OK, even though I’m not much of a soccer fan, I’ve got to admit it was pretty exciting to be in Germany for the final games of the World Cup series. But for me, an even hotter ticket was a chance to drive some trucks with the latest technology from ZF at the Munsingen proving ground near Stuttgart.
While ZF is working on projects like heavy-duty, independent front suspension and rack-and pinion steering – they even had a North-American-spec Volvo tractor with rack and pinion – there were a couple of technologies on display and available for driving that totally blew me away.
First, part of a parallel hybrid drivetrain is the “electrodynamic starting element,” which replaces the master or starting clutch and starting motor. The system connects the engine’s output shaft to the transmission via an electric motor and planetary gearset. By spinning the motor at the same rpm as the engine, in the opposite direction, the net rpm output is zero. By varying the speed of the motor, engine power is sent through the transmission to the wheels.
Not only does the system eliminate clutch wear, it also can start and stop the engine with the vehicle, provide automatic vehicle hold when starting out on a grade, and allow a vehicle to creep, as would an automatic transmission with a torque converter. Moreover, the electric motor is used as a generator for capturing energy when braking. Also, the system takes up very little space and, according to ZF, fits within the existing bell housing of the company’s ZF-AS Tronic transmission. Field testing reportedly will begin soon.

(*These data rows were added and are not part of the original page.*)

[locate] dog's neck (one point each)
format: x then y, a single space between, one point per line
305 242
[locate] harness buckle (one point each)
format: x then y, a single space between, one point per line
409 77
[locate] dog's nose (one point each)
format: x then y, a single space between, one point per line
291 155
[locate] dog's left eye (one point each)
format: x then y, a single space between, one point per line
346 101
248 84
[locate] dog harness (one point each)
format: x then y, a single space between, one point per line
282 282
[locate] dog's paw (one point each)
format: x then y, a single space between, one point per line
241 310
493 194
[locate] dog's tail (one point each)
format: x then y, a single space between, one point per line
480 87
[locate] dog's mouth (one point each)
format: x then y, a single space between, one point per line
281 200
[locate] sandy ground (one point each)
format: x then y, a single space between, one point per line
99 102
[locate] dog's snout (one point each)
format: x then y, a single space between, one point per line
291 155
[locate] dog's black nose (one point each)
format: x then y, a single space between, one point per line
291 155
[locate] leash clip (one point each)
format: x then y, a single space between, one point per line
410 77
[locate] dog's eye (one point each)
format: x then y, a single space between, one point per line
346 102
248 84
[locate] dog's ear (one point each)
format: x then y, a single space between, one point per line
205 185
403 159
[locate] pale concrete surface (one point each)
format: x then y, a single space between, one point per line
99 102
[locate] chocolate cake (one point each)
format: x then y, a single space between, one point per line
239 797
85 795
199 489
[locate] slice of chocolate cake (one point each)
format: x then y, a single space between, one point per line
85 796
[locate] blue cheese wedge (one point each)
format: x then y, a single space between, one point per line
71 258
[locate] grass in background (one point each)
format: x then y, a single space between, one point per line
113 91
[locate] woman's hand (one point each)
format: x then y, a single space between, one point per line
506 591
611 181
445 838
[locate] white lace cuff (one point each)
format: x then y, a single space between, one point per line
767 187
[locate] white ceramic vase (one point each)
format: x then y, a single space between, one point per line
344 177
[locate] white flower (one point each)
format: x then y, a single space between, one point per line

Next, the products of ZF Lenksysteme, a 50/50 joint venture between ZF and Robert Bosch, are two electrohydraulic steering systems that can assist drivers by maintaining direction in case of strong crosswinds, highway track grooves or hard split-coefficient-of-friction (split-mu) surfaces. The Servotwin is networked with a vehicle’s sensors and electronics, and can superimpose torque via an electric servo, and counter-steer to keep a vehicle on course. With this system, the course correction is communicated to the driver through the steering wheel.
The Servoactive steering system is really wild. It uses vehicle sensors and electronics, an electric servo and a planetary gearset in the steering box, which adds or subtracts an adjustable angle in relation to the steering wheel angle. With this system, the conversion of steering wheel motion to the front axle is highly flexible, which provides a high degree of maneuverability at low speeds with fewer turns of the steering wheel.
Also, under conditions that might want to force a vehicle from the driver’s intended course, the system can make corrections via the planetary gearset. Since the output shaft turns without the input shaft, corrections are made without the driver noticing any motion at the steering wheel. The system already is in use in BMW 5-series passenger vehicles.
While these systems are still in the testing phase for commercial vehicles, they promise to reduce driving stress and improve safety – goals that should score big points in anyone’s game.